Who Will Pay?

With health-care legislation looming, Posner worries about the debt:

At first it was argued that health-care reform would more than pay for itself by the savings in health-care costs that it would generate. No one argues that any more. Now the argument is that at least the savings will pay for the cost of the program--and fewer people are arguing that with a straight face. If the health-care plan is enacted, the government's fiscal dilemma will probably be even graver than it is now. The need for a general tax increase will be all the more urgent--and it has just been taken off the table.

Or has it?

The President is a lawyer. Lawyers are masters of equivocation. Perhaps what has been taken off the table is just increases in income tax rates until the economy recovers from the current depression. Perhaps the door has been left ajar for other forms of tax increase, such as a federal value-added tax; cutting deductions (which do not affect the nominal tax rate); and increasing federal income tax rates in a year or two, when (one hopes) the Gross Domestic Product will have returned to its trend line.

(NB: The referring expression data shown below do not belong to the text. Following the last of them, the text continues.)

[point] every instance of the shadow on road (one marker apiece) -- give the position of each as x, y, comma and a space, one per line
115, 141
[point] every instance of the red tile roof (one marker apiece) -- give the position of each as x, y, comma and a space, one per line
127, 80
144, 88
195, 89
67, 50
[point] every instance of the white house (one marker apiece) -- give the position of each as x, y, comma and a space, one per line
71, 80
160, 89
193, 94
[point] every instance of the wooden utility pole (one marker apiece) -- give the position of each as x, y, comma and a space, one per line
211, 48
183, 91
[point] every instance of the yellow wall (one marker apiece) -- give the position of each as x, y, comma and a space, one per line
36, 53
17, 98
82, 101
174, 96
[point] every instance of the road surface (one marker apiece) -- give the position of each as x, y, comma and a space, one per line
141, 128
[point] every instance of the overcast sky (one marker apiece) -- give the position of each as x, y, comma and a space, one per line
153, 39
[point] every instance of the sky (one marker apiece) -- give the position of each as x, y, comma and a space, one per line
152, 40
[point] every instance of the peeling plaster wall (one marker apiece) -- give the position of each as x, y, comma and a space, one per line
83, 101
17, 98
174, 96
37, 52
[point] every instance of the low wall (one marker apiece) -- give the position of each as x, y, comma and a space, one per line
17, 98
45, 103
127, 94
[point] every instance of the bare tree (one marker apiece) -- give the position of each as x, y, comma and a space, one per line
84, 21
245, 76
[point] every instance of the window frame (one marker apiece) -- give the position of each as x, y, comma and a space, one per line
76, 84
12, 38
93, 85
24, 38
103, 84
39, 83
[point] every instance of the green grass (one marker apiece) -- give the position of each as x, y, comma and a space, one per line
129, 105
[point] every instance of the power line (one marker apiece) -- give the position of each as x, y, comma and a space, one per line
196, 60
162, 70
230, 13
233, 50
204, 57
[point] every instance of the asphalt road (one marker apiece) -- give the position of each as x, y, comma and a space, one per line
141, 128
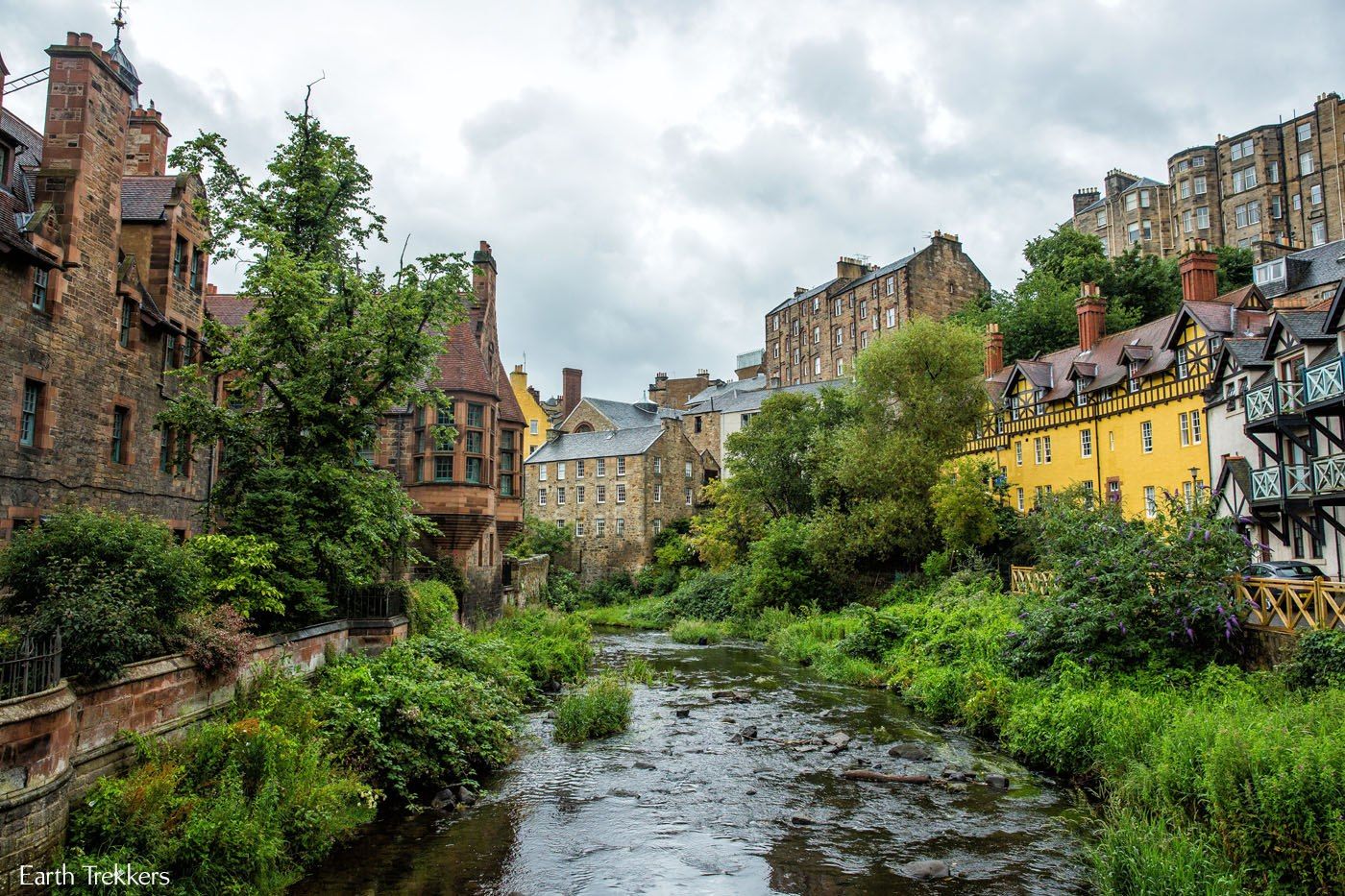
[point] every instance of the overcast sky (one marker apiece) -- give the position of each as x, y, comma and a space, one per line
654, 175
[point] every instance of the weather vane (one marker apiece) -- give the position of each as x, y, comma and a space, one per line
120, 22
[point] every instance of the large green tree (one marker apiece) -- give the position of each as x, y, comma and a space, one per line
1039, 315
331, 345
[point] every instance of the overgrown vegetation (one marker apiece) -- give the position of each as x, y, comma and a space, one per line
600, 709
245, 804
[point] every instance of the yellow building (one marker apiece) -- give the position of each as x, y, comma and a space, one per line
534, 436
1122, 413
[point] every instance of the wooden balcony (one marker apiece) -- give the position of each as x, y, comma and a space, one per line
1324, 386
1275, 403
1271, 604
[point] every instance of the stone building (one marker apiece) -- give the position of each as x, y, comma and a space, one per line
471, 487
1129, 211
1271, 188
817, 332
615, 490
101, 295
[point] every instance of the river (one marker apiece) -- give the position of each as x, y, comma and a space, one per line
676, 806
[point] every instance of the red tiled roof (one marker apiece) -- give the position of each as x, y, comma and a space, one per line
228, 311
461, 366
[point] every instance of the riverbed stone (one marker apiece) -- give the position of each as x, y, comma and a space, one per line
927, 869
915, 752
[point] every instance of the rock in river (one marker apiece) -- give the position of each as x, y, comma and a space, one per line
917, 752
925, 869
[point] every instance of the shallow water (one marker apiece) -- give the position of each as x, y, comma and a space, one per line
716, 817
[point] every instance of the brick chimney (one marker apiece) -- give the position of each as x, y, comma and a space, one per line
85, 144
147, 143
572, 388
994, 350
1092, 315
849, 268
1086, 197
1200, 274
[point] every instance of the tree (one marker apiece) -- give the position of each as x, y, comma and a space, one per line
917, 393
770, 458
329, 349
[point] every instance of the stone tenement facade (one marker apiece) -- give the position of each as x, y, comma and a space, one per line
615, 490
817, 332
1273, 188
101, 287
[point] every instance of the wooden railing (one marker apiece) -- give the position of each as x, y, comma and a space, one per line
1293, 606
1271, 604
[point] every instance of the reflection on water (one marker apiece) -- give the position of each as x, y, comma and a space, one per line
717, 817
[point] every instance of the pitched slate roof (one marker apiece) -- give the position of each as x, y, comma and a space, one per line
750, 401
144, 198
228, 309
1310, 268
607, 443
804, 295
625, 415
460, 366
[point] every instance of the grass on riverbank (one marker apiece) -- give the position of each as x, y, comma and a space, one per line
248, 802
1210, 781
600, 709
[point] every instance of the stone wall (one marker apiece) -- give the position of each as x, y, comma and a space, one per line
56, 744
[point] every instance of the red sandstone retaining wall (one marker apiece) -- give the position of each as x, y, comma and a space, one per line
56, 744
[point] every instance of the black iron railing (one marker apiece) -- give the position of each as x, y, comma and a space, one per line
30, 667
373, 601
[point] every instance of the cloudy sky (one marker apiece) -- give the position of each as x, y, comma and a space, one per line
654, 175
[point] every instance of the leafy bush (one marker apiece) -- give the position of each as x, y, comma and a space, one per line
782, 572
238, 570
113, 584
541, 537
1130, 593
1318, 661
877, 634
562, 590
601, 709
429, 606
708, 594
234, 808
215, 640
412, 724
614, 588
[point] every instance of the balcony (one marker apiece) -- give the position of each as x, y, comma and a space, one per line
1325, 383
1281, 483
1267, 405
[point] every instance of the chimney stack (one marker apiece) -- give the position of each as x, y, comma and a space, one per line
1199, 274
994, 350
147, 143
572, 385
1092, 315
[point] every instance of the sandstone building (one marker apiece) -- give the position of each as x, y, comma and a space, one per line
101, 295
615, 490
1273, 188
817, 332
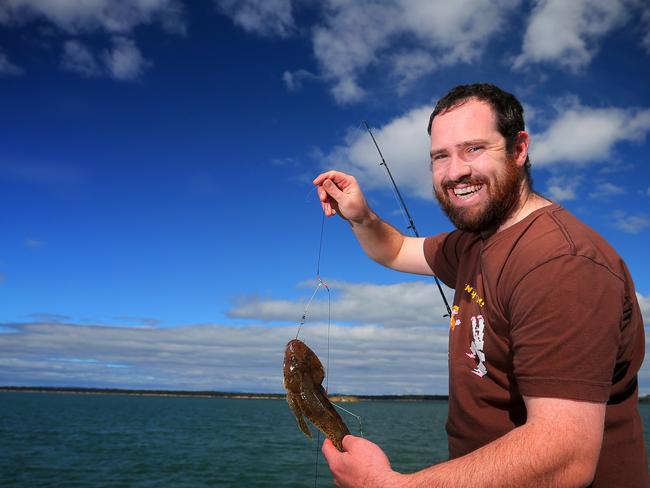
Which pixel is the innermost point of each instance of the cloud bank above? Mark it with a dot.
(380, 354)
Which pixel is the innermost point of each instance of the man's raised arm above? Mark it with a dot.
(340, 194)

I hope there is this running room; the alternatives seem either less feasible politically (such as cutting spending) or more harmful to the nation--as Summers and Geithner must know.

Daniel Indiviglio shares his concerns but downplays any fear of US insolvency by pointing to this new credit-rating report. I can certainly see the need for VAT down the line. And sooner rather than later, if expanding healthcare insurance works.